Notre-Dame-des-Landes
Toujours
plus de la même chose, alors qu’il devient évident que l’humanité
subit un changement de paradigme. Depuis un siècle le produit
mondial a doublé assez régulièrement tous les vingt ans. Le denier
doublement a été possible grâce aux grands pays émergents,
Brésil, Russie, Inde, Chine et Afrique du Sud, qui ont réanimé les
vieilles nations industrielles en leur cédant des parts du plus gros
gâteau. Mais un nouveau doublement supposerait l’émergence de
deux nouveaux BRICA en même temps. Cette impossibilité signifie que
dorénavant toute croissance significative se fera au détriment
d’autrui, et que le produit planétaire va stagner. Ceux qui
promettent que la richesse de tous va augmenter comme avant se
trompent eux-mêmes, ou cherchent à tromper ceux qui les écoutent.
L’autre
changement concerne le dépérissement de l’écosystème planétaire
provoqué par la dissémination massive de produits de synthèse et
les émissions de gazes à effet de serre qui sont en train de
réchauffer les océans et de modifier le climat. Il s’agit ici
d’une accélération au lieu d’un ralentissement. Des effets
cumulatifs se manifestent. La fonte du permafrost et le dégel des
fonds de l’océan Arctique dégagent du méthane en quantités
difficilement mesurables, mais potentiellement énormes. Tandis que
le cocktail de pesticides, d’herbicides, de métaux lourds et
d’isotopes radioactifs déversé depuis la Seconde Guerre Mondiale
provoque des troubles physiologiques mortels chez un nombre croissant
d’espèces. Les deux aspects de ce changement pourraient aboutir à
la destruction d’une large partie des organismes vivants. Mais le
discours officiel assure que tout peut continuer comme avant, avec un
peu d’isolation thermique, un vague tri des déchets domestiques et
quelques éoliennes, et surtout sans cet horrible charbon. Il n’est
jamais question d’une catastrophe imminente qui ne concernera pas
seulement quelques iles du Pacifique. Est-ce de l’ignorance, de
l’aveuglement, la volonté de ne pas effrayer le vulgum pecus, ou
la certitude que les mieux munis s’en sortent toujours?
Vers
la fin des années ’60 un projet d’aéroport fut étudié pour
accueillir le tout nouveau Concorde. Mais un aéroport juste pour un
avion supersonique… et que feraient ses passagers au milieu d’une
lande au nord de Nantes? Le projet n’eut pas de suite, sauf le
maintien des appropriations de terres par le domaine public. Une
trentaine d’années plus tard, l’aéroport de Nantes-Atlantique
avait beaucoup augmenté son trafic, et ses environs s’étaient
urbanisés. Un nombre croissant d’administrés se plaignaient
d’être constamment survolés. Des promoteurs immobiliers ont
raisonné qu’un bout de piste pour avions rapportait moins qu’un
immeuble. Et un député-maire ambitieux a ressorti des cartons
l’ancien projet d’un nouvel aéroport à Notre-Dame-des-Landes.
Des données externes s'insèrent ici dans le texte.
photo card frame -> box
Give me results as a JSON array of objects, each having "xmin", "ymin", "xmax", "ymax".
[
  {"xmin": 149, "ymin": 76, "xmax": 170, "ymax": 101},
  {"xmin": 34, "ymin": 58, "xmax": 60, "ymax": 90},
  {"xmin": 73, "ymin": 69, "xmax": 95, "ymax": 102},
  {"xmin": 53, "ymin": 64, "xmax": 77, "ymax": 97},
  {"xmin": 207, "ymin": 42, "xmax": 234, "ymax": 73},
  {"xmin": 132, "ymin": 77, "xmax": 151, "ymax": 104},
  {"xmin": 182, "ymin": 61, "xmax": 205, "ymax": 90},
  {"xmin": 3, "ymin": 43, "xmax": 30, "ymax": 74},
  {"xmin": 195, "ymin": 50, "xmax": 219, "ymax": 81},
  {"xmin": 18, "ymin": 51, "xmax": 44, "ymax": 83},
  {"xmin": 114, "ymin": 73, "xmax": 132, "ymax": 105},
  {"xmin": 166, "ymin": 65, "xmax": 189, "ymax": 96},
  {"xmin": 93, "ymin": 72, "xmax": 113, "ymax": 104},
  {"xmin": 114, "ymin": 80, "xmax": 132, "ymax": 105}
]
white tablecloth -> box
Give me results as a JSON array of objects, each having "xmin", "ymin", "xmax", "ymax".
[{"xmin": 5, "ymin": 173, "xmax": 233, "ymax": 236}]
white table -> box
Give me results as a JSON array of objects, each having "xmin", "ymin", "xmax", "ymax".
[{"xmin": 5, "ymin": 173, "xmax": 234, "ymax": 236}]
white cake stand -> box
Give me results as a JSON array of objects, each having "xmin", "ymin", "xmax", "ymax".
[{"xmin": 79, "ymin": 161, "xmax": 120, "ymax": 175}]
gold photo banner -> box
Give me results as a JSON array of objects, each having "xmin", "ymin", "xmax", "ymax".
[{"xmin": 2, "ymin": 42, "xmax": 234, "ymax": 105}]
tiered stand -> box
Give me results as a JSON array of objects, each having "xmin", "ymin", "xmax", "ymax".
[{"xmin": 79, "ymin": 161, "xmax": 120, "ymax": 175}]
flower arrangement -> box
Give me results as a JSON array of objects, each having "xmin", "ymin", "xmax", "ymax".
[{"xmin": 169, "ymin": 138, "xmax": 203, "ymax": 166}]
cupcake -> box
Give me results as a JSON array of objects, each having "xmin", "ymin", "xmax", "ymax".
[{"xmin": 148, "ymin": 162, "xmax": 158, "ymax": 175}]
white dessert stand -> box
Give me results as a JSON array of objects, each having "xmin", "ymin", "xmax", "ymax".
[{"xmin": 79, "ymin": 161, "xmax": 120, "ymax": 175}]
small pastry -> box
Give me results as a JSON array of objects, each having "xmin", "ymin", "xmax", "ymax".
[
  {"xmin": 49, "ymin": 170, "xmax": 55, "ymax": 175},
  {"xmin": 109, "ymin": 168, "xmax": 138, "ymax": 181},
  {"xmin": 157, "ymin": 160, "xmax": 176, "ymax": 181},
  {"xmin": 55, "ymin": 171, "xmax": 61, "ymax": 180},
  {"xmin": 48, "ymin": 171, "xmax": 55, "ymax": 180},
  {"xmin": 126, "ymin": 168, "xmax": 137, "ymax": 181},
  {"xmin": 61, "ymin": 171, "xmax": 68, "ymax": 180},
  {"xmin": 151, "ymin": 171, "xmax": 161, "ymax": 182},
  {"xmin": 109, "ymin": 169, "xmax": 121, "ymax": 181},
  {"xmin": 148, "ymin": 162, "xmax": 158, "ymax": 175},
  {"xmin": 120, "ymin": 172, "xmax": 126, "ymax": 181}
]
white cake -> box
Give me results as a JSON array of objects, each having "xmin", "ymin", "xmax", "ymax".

L’argument était que le nombre de voyageurs avait doublé, qu’il
doublerait encore et que l’infrastructure existante ne suffirait
plus. Sauf que passer d’un million de personnes qui partent de
Nantes et qui y reviennent, ou qui arrivent à Nantes et en
repartent, à deux millions, n’est pas la même chose que le
passage de deux à quatre. D’où viendront ces deux millions de
touristes et de vacanciers supplémentaires qui enfin se décideront
de monter et descendre d’avion à Nantes? Pour les promoteurs du
nouvel aéroport, cela semble aller de soi. Ce qui a doublé hier
doublera demain. Mais nous avons vu que la croissance mondiale ne
peut pas maintenir son rythme passé, et que la planète vacille déjà
sous l’effet des déjections actuelles. On ne peut qu’en conclure
que ceux qui nous gouvernent sont stupides, ou coupés de la réalité
par des entourages de béni-oui-oui, ou, plus probablement, tellement
imprégnés de libéralisme capitaliste, idéologiquement et
matériellement, qu’ils ne peuvent envisager, ni même concevoir
que tout cela est en bout de course. La transition n’aura pas lieu,
et l’effondrement de la finance et celui de l’écosystème ne laissent
planer que l’incertitude de leurs calendriers.